Setting in The Legend of Sleepy Hollow
Setting Examples in The Legend of Sleepy Hollow:
The Legend of Sleepy Hollow 3
"The horizon was of a fine golden tint, changing gradually into a pure apple green, and from that into the deep blue of the mid- heaven. A slanting ray lingered on the woody crests of the precipices that overhung some parts of the river, giving greater depth to the dark gray and purple of their rocky sides...." See in text (The Legend of Sleepy Hollow)
This delicate description of the sun’s setting over the Hudson Valley seems to evoke Ichabod Crane’s state of inner serenity and hopefulness as he approaches the festivities. This an example of the pathetic fallacy, a literary device by which a character’s inner emotions are described through descriptions of an external landscape.
"However wide awake they may have been before they entered that sleepy region, they are sure, in a little time, to inhale the witching influence of the air, and begin to grow imaginative, to dream dreams, and see apparitions...." See in text (The Legend of Sleepy Hollow)
Even those who are not originally born in Sleepy Hollow feel its effects after living there for a while. The list of purported effects—which affect one’s perception of the world—are likely to be felt in the story, setting the stage for a ghostly apparition later on.
"Certain it is, the place still continues under the sway of some witching power..." See in text (The Legend of Sleepy Hollow)
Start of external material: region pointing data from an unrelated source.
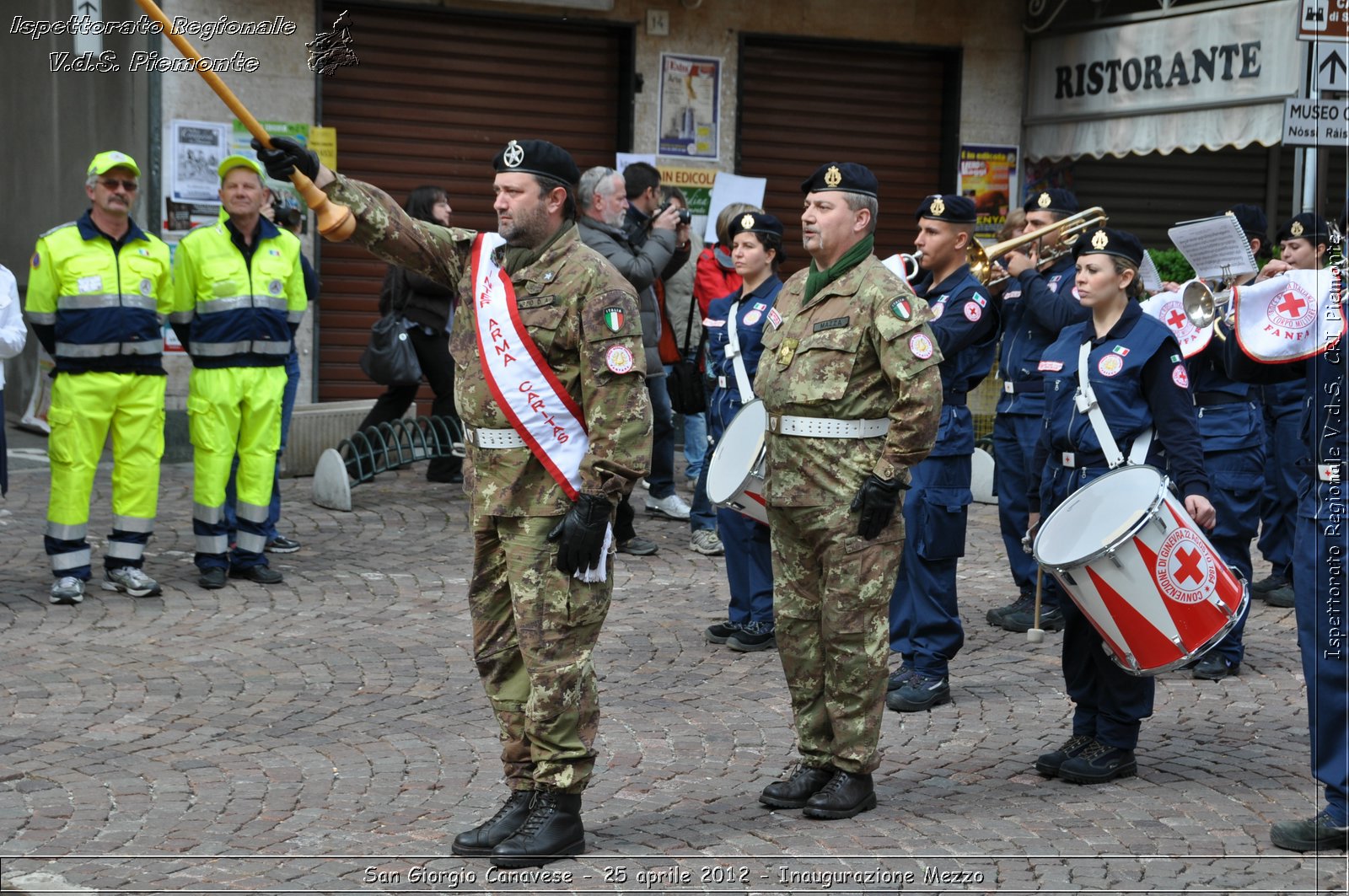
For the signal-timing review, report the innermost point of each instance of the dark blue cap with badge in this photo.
(849, 177)
(539, 157)
(1108, 240)
(953, 209)
(1309, 226)
(1252, 220)
(755, 223)
(1052, 200)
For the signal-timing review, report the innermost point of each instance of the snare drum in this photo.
(735, 471)
(1140, 571)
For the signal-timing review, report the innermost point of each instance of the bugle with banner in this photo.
(1293, 316)
(1169, 308)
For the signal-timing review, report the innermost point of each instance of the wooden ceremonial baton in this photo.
(335, 222)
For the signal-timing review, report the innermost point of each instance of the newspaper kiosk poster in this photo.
(690, 107)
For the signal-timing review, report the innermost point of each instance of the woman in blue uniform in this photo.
(1142, 388)
(757, 249)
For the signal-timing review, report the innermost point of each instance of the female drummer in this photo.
(1142, 388)
(734, 331)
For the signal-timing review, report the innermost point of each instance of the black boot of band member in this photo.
(509, 818)
(846, 795)
(553, 830)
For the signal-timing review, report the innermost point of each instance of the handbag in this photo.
(390, 358)
(685, 382)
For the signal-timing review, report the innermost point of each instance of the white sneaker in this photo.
(707, 543)
(67, 590)
(671, 507)
(132, 581)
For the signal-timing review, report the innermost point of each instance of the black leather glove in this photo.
(876, 501)
(285, 157)
(580, 534)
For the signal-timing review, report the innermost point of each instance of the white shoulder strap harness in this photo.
(1088, 405)
(733, 351)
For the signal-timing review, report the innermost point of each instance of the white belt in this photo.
(494, 439)
(827, 427)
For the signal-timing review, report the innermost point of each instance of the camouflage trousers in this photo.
(831, 597)
(535, 630)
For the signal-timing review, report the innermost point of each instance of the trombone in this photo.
(1069, 229)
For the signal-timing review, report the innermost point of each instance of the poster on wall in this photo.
(195, 153)
(989, 177)
(690, 107)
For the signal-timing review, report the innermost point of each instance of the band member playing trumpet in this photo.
(850, 385)
(734, 345)
(924, 620)
(1036, 307)
(1133, 368)
(1321, 545)
(1233, 456)
(1302, 243)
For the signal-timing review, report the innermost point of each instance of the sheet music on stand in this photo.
(1150, 274)
(1214, 246)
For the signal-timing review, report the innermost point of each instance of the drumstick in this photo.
(1035, 635)
(335, 222)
According to Knickerbocker’s research, Sleepy Hollow is a place given to superstitions. The land seems to cast a spell over its inhabitants. The source of dreamlike apparitions is the landscape itself, which provides the perfect backdrop for ghostly encounters—including frightening ones. The setting foreshadows Ichabod’s encounter with a ghost by providing just the right place for it.